Mary stopped slicing cucumber. ‘Have they left home? Is my catering substandard? What was in the barrow?’

‘How the hell would I know? It wasn’t Dad – he’s still out at the back, so they’re not guilty of grandfathercide. Ian looked serious.’

‘When does he look anything else? You’d better go and follow them.’

‘Only if you promise to leave Charlie alone. The buttermilk stays. OK?’

‘Yes, sir.’

He found them on the erosion where many people had brought their children to play in the sunshine. Ian was doing what he did best; he stood solemn-faced holding a placard. ‘Cancer
research’ was inscribed on its surface. Katie was doing what she did best; she was showing off her little sister, the little sister who would probably be the taller of the two girls quite
soon. And they were selling their toys to families on the beach.

He swallowed his emotions and left them to it. They had no permission, no licence, and they were disturbing the peace, he supposed. But something in his throat made him gulp suddenly. How many
kids would part with treasured playthings in order to help mothers to survive? They were special; they had a special mother.

He told Mary. ‘I wouldn’t swap them for the Crown Jewels.’

‘Katie will be at the back of it,’ Mary said. ‘Helen could charm fledglings out of nests, and Ian likes to do good deeds, but Katie’s the ideas man. God, don’t they
make you want to weep when they do something like this? They’re wonderful. So different from each other, too.’

He agreed. ‘Katie’s you all over again, and Helen’s my mother. Ian’s studious, serious and determined. There’s a bit of Dad in him.’

‘They’re themselves, Drew. They don’t seem to need us, do they?’

Andrew sighed. ‘Could be our fault. Perhaps marriage is designed to cool off after a few years. Maybe those who keep a distance from each other are doing right by living for their
children. I know several marriages where the kids are the glue. We’re pretty selfish, aren’t we?’

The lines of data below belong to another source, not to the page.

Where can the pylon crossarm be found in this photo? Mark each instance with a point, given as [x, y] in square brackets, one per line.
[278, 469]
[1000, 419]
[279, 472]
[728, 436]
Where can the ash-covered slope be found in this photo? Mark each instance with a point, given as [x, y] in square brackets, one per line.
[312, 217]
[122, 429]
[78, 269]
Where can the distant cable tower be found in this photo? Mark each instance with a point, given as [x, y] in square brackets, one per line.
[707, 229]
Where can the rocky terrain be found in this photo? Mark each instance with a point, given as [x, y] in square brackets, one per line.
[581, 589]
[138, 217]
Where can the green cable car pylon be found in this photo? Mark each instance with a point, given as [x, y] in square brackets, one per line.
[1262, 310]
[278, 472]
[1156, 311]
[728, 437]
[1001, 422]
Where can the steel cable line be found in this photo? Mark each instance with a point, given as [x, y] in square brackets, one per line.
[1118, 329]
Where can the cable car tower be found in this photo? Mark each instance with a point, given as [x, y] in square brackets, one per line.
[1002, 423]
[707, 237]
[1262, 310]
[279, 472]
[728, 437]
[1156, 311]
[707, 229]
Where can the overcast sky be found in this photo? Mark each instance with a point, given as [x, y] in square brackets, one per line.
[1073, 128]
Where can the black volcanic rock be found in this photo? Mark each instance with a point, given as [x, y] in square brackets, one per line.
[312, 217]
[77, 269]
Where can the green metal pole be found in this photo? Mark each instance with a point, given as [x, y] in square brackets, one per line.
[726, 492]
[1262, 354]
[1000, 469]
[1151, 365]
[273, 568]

‘Our closeness makes them secure,’ Mary insisted. ‘They don’t fall asleep worrying about us getting a divorce, don’t fail at school because there’s trouble at
home. Ian bothers me a bit. But I’ve heard him laughing when he’s reading the
Beano
. He’s just a private person with a high IQ, I hope.’

‘He’s not unhappy, Mary. He’s just Ian.’

‘Quite. I still don’t like that paint.’

‘Oh shut up and butter your bread.’

She shut up and buttered her bread.

‘You can’t keep on with that, Helen.’ Kate dropped her books onto a huge desk they shared in the spare bedroom. ‘You might be doing yourself damage.
Apart from that, you’ll be needing a psychologist if this carries on. You’re not handling life properly. I’m going to talk to Mum about it, and this time I mean it. Because
I’ve had enough, and I’m damned sure you have, too.’

‘Please don’t,’ Helen begged. ‘I’ll take it off now and put a bra on.’

Kate studied her ‘little’ sister. Helen was inches taller than Kate, and she had a figure most grown women would kill for. ‘Look at me,’ Kate moaned. ‘Two years
older and a thirty-four B on a good day. You’re like a film star.’

‘Shut up.’

‘Your hair’s beautiful, your skin’s perfect, your waist’s tiny, your legs are wolf-whistle gorgeous – it would be easy to hate you, Helen.’

‘Don’t say that. I get enough of the evil eye from girls in my class.’